Flash Fiction Award: Deadline midnight GMT October 13
What is flash fiction? Read the full interview with our judge Nancy Stohlman Runs three times per year, full details in the rules. In summary:
- 300 word limit.
- £1000 prize for the winner, £300 second and £100 third. Two commendations £30 each.
- 50 longlisted entrants offered publication in our end of year print and digital anthology. Those accepting receive a free copy.
- Flash Award judge, Nancy Stohlman, shortlists to 20 and chooses the winning, second, third, and two commended fictions.
- This Flash Fiction Award round closes Midnight GMT October 13th 2019.
- Winners will be announced by 1st November 2019 on our Winners pages.
- Enter the Flash Fiction Award here online.
Nancy Stohlman Flash Fiction Award Judge July 2019 – October 2019
(Interview Excerpt)
We sent Nancy these questions while she was at the end of her writing sabbatical. And since then we’ve seen her at the Flash Fiction Festival, 28-30 June, in Bristol, teaching and performing her flash. She ran some great workshops on performing work and we got to hear her read and saw her in a special video created by our last judge Christopher Allen and his husband. So much fun!
You have recently been on a writing sabbatical for three weeks. Can you let us know how it went? What was the most worthwhile thing about deciding to take some time out in this way? And has the time resulted in another collection ready to go?
It was amazing (actually I’m in my final days right now). First of all I can’t remember being alone for 3 weeks—maybe ever. Really alone. So I went through a lot of creative levels—excitement, possibility, self-doubt, fear, breakdown, breakthrough, acceptance, and lots and lots of gratitude. I think my biggest discovery is how essential boredom is to creativity. I just wrote a whole essay about Holy Boredom here
But staying in the same place for a long time is different than the usual travel, where we are rushing past things and quickly taking pictures, barely skimming the surface. I recognize the townspeople now, they recognize me. We wave like friends passing on the street. I can spot the new crop of tourists, fleshy and pink and overeager. I’ve been here so long I know who the town crazies are, know that they are harmless. The waiter asks: how is your book, you find inspiration yet? Just today he brought me my coffee exactly how I like it before I even ordered. When I needed a new snorkel the shopkeeper takes it out of the wrapping—you pay me tomorrow he says.
Are you sure?
Did you come here to steal? You pay me tomorrow.
It feels like acceptance.
New manuscript? Let’s hope so…I’m leaving with a nearly completed draft of…something. Time will tell.
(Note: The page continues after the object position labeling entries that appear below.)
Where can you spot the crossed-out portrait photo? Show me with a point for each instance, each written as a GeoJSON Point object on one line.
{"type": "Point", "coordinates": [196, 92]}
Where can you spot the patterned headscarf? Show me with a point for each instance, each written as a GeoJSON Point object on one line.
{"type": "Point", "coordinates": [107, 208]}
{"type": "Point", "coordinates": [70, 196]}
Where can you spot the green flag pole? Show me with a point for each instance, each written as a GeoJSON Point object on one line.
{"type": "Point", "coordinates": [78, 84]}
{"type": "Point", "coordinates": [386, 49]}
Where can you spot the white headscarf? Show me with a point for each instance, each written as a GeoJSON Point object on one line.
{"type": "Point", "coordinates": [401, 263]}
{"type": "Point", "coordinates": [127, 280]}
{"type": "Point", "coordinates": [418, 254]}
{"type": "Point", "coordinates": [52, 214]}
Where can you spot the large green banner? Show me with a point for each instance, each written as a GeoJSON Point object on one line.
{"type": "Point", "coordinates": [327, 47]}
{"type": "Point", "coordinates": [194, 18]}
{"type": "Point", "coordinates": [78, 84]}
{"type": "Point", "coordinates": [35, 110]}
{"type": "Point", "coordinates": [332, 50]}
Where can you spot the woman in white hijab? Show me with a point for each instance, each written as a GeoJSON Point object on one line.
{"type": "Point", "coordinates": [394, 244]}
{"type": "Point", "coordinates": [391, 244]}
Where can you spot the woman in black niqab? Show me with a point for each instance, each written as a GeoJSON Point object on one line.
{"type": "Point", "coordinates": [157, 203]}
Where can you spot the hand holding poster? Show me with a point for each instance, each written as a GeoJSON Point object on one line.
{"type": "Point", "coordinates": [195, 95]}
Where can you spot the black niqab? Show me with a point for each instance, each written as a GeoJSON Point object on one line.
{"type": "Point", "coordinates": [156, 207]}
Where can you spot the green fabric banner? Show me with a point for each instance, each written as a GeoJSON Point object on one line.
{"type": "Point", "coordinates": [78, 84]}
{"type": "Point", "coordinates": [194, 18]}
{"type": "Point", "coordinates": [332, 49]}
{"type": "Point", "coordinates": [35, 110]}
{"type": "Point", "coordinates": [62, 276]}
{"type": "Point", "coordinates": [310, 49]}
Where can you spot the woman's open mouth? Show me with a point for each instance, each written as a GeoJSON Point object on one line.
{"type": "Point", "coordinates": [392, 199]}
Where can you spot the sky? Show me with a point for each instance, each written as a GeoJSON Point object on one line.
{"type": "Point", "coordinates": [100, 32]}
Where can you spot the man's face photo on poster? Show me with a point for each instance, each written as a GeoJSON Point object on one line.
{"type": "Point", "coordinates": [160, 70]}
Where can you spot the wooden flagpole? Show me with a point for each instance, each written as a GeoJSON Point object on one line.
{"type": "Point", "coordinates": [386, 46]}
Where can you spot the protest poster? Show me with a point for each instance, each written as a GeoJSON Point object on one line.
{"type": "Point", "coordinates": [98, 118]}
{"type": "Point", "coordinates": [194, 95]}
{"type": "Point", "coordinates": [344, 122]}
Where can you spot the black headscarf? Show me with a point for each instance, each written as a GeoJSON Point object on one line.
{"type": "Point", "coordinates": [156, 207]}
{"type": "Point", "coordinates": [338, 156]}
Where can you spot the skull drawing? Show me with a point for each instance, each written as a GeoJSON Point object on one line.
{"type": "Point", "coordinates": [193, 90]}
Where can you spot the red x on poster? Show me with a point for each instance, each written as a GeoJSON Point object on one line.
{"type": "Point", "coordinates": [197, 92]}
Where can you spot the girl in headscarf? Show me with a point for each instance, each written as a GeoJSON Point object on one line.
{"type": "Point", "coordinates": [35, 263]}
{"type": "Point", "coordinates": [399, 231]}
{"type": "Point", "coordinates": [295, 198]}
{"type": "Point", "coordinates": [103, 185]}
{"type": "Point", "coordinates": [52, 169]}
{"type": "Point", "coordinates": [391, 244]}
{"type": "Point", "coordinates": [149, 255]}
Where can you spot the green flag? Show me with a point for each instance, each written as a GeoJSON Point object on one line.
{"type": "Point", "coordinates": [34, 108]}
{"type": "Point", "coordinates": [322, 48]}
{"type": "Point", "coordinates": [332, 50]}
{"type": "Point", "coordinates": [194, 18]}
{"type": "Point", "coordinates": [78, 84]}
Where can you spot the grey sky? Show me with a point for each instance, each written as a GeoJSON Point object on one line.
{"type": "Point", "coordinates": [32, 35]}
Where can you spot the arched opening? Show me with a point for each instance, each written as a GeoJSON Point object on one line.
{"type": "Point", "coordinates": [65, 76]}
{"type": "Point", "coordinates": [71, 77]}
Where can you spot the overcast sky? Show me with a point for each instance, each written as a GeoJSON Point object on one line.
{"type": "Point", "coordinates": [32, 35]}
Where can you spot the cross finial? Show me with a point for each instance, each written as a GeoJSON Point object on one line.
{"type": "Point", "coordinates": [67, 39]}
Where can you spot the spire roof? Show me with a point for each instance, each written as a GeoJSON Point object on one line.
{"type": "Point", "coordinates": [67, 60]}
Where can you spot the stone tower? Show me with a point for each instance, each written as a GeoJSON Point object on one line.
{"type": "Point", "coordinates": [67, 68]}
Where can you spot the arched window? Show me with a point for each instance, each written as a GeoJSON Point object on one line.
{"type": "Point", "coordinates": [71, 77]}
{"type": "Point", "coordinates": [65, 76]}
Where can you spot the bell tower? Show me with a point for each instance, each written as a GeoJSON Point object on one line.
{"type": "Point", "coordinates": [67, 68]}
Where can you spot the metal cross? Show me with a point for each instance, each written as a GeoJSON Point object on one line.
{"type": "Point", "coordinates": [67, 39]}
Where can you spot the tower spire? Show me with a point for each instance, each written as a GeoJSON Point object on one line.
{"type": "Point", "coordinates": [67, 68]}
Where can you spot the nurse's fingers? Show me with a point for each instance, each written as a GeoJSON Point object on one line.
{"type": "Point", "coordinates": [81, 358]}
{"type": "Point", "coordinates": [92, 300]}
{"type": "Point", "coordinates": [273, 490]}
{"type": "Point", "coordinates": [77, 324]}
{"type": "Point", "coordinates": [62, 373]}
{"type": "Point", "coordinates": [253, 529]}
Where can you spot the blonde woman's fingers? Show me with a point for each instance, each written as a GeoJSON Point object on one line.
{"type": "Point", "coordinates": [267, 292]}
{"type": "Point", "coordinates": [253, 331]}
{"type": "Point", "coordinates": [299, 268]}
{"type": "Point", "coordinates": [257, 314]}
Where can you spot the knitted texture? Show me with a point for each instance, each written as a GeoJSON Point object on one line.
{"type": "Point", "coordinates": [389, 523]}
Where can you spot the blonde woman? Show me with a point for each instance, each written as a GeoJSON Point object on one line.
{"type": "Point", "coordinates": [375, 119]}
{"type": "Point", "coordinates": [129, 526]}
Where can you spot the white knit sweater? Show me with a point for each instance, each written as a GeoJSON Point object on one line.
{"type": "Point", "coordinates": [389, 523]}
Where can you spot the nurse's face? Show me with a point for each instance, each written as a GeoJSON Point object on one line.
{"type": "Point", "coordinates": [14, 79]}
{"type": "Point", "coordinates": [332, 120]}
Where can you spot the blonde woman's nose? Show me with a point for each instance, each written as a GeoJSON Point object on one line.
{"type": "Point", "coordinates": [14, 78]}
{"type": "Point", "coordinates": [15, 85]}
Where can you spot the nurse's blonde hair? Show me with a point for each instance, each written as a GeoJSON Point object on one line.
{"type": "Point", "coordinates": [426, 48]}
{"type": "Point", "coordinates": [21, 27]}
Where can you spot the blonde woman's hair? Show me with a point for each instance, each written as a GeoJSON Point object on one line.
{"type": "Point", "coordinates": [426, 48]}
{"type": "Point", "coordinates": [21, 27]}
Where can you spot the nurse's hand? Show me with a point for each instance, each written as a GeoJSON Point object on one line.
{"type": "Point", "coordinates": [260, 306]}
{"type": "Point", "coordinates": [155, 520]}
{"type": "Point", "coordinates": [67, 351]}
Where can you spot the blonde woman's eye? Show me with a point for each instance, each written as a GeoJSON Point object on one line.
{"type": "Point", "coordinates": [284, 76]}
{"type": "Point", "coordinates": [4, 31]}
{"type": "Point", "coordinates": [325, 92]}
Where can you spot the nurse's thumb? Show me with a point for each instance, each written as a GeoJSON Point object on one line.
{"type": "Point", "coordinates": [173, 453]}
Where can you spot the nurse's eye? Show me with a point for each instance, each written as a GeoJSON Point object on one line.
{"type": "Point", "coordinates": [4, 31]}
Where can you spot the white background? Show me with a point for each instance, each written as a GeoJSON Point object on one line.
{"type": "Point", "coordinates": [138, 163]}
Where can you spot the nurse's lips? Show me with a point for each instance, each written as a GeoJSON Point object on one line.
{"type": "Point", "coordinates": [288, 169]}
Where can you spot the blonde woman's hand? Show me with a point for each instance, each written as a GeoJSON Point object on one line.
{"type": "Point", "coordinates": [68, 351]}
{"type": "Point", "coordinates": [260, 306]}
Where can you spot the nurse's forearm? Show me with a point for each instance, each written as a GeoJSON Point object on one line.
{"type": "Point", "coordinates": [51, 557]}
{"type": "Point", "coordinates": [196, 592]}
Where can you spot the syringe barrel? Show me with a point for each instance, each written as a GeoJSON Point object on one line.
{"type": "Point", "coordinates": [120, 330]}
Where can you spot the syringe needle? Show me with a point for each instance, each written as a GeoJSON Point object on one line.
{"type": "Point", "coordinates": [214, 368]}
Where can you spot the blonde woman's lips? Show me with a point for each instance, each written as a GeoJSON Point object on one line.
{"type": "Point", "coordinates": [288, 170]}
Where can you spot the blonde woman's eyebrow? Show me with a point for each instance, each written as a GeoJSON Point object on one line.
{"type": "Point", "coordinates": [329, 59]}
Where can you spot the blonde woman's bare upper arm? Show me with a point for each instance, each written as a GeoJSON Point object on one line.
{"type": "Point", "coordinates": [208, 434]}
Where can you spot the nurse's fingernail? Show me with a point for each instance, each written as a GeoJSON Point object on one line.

- Can you tell us more about your collection Madam Velvet’s Cabaret of Oddities (which was recently a finalist in the literary section of the prestigious Colorado Book Award) and how it came about?
Yes, another crazy impulse that turned into something. As usual I didn’t set out to write a book, I just started writing the pieces as individuals and then collaging them and then realized that indeed I was writing a bigger story. Many of the pieces in Madam Velvet are my shortest ever—tiny stories, micros. And they started to play together and create a cabaret of their own, a variety show with an impulse running from beginning to end. A traveling freak show on the page.
I often use theatrics as a framework for my writing. I wrote another flash novel (published back in 2013) called The Monster Opera, where the story was an opera within an opera. Super weird. I’ve actually performed both Madam Velvet’s Cabaret of Oddities and The Monster Opera as full shows with full casts and original music composed by Nick Busheff. You can see clips from both these on the links.
And the Colorado Book Award—yes! I was especially excited because of course there was no flash fiction category so I submitted the book as a short story collection, which isn’t exactly right but close enough. Then I was told that all the short story entries were going to be combined with literary fiction and I thought: Well shit. Now I have no chance! So to have this book, this very strange, out-of-the-box book, be a finalist in literary fiction, was a double and triple win for me and I feel for flash fiction in general.